Robotic Eye Animations Using Arduino UNO by Picaio

The second option by Picaio introduces Robotic Eye Animation with source code available on GitHub and an explanatory video on their YouTube channel.

This method demonstrates efficient robotic eye animation on Arduino UNO by optimizing the BMP technique to generate C code only for eye sections, reducing space and allowing for more expressions.


  • Offers realistic eye movements (up, down, left, right) and various expressions (normal, sleep, angry, tired, sad).
  • Simulates natural eye movements during idle time.

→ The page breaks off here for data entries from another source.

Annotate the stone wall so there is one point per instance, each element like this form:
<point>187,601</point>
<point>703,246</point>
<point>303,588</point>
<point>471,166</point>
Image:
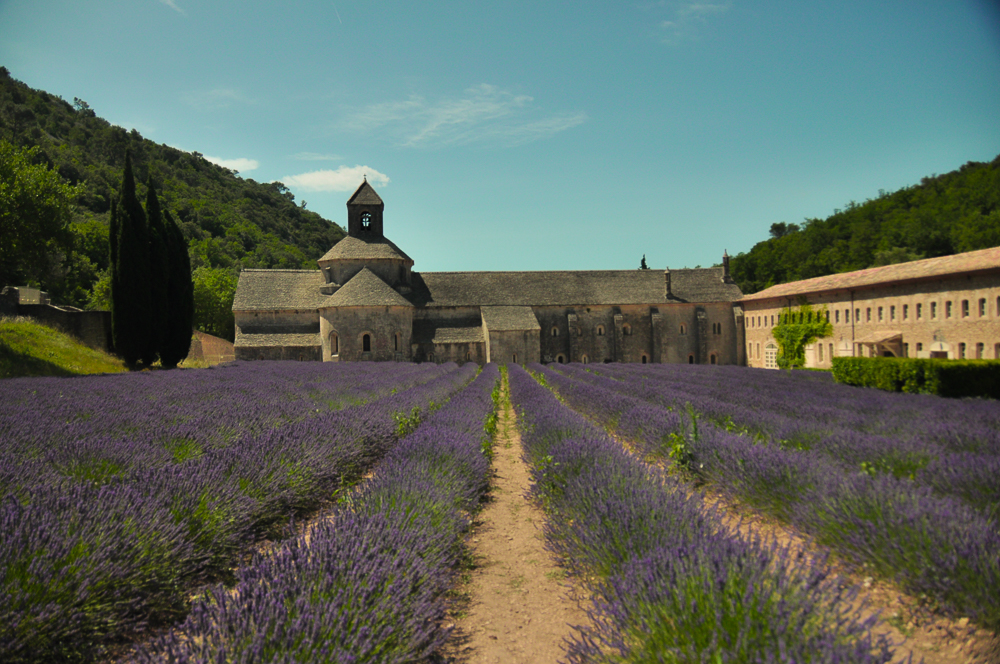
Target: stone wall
<point>389,331</point>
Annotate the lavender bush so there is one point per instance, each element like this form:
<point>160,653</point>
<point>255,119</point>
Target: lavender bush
<point>670,581</point>
<point>369,583</point>
<point>935,545</point>
<point>110,515</point>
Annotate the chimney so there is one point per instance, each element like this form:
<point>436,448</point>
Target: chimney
<point>726,278</point>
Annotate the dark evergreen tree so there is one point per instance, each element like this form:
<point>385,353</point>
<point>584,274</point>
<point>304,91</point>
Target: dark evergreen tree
<point>179,298</point>
<point>130,302</point>
<point>159,274</point>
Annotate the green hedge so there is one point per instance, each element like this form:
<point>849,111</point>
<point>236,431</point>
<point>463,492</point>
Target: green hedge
<point>946,378</point>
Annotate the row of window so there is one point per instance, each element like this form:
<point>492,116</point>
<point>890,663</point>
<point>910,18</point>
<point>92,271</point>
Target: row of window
<point>964,351</point>
<point>627,330</point>
<point>883,313</point>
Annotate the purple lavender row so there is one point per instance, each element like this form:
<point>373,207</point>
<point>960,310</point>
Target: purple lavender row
<point>670,582</point>
<point>36,413</point>
<point>966,425</point>
<point>935,545</point>
<point>87,559</point>
<point>369,584</point>
<point>970,476</point>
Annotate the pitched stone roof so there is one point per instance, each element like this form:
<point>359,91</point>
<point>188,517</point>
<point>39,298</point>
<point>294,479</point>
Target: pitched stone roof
<point>278,290</point>
<point>569,288</point>
<point>447,331</point>
<point>928,268</point>
<point>365,289</point>
<point>509,318</point>
<point>266,340</point>
<point>355,248</point>
<point>364,195</point>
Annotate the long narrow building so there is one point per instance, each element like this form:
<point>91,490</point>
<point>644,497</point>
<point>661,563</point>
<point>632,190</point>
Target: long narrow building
<point>365,302</point>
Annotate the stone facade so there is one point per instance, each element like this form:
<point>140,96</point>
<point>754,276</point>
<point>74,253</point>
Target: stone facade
<point>366,303</point>
<point>946,307</point>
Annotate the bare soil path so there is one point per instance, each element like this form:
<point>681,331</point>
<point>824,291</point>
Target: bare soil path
<point>517,606</point>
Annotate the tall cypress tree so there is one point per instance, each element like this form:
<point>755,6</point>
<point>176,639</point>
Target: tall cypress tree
<point>130,301</point>
<point>180,297</point>
<point>158,274</point>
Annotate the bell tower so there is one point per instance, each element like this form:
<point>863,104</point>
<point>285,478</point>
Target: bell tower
<point>364,214</point>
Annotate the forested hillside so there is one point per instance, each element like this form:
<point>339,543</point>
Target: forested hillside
<point>229,222</point>
<point>943,215</point>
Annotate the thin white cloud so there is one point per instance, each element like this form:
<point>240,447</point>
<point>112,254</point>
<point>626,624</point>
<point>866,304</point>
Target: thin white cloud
<point>209,100</point>
<point>316,156</point>
<point>480,113</point>
<point>240,165</point>
<point>686,19</point>
<point>173,5</point>
<point>345,178</point>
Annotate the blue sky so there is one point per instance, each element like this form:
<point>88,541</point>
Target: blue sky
<point>542,135</point>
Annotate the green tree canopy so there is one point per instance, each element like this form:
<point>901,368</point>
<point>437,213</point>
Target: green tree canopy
<point>36,207</point>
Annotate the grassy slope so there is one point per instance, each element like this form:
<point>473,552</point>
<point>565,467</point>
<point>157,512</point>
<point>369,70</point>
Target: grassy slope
<point>30,349</point>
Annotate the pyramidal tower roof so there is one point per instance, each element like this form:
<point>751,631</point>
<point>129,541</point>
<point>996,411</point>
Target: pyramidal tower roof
<point>365,195</point>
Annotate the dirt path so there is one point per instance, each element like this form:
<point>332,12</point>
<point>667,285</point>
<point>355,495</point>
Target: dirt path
<point>517,607</point>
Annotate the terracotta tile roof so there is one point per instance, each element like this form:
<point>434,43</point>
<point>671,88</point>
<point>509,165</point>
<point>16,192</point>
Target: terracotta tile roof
<point>364,195</point>
<point>928,268</point>
<point>278,290</point>
<point>365,289</point>
<point>355,248</point>
<point>569,288</point>
<point>269,339</point>
<point>509,318</point>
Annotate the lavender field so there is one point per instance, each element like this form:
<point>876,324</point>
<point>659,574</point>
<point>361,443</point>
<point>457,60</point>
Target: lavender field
<point>133,504</point>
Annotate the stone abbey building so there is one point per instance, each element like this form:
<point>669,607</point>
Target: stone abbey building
<point>367,303</point>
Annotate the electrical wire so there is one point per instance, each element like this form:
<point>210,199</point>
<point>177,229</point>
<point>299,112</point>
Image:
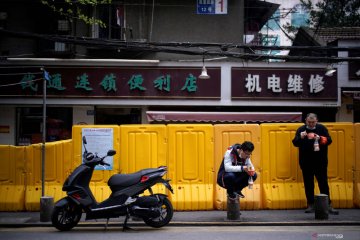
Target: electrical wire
<point>9,74</point>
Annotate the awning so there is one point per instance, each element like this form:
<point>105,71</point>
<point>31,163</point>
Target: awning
<point>243,117</point>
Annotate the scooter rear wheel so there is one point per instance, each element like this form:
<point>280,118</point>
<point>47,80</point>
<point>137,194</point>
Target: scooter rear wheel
<point>66,217</point>
<point>165,217</point>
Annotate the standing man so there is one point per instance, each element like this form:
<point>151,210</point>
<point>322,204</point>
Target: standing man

  • Initial complexity may pose a challenge for beginners to understand.


Choosing among these options depends on personal preference and project requirements. Here's a simplified breakdown:

  • Option 2 (SpiderMaf): Offers customization, simplicity, lightweight design, and basic features.
  • Option 3 (AbdulsalamAbbod): Provides more features, less customization, and is lightweight.
  • Option 4 (Vinny): Ideal for designing your own user interface (UI) using bitmap images.
  • Option 1 (Intellar): Suitable for basic eye movements in all directions with simple moods and lightweight design.
  • Option 5 (Picaio): Offers expressive eye movements in all directions with various moods.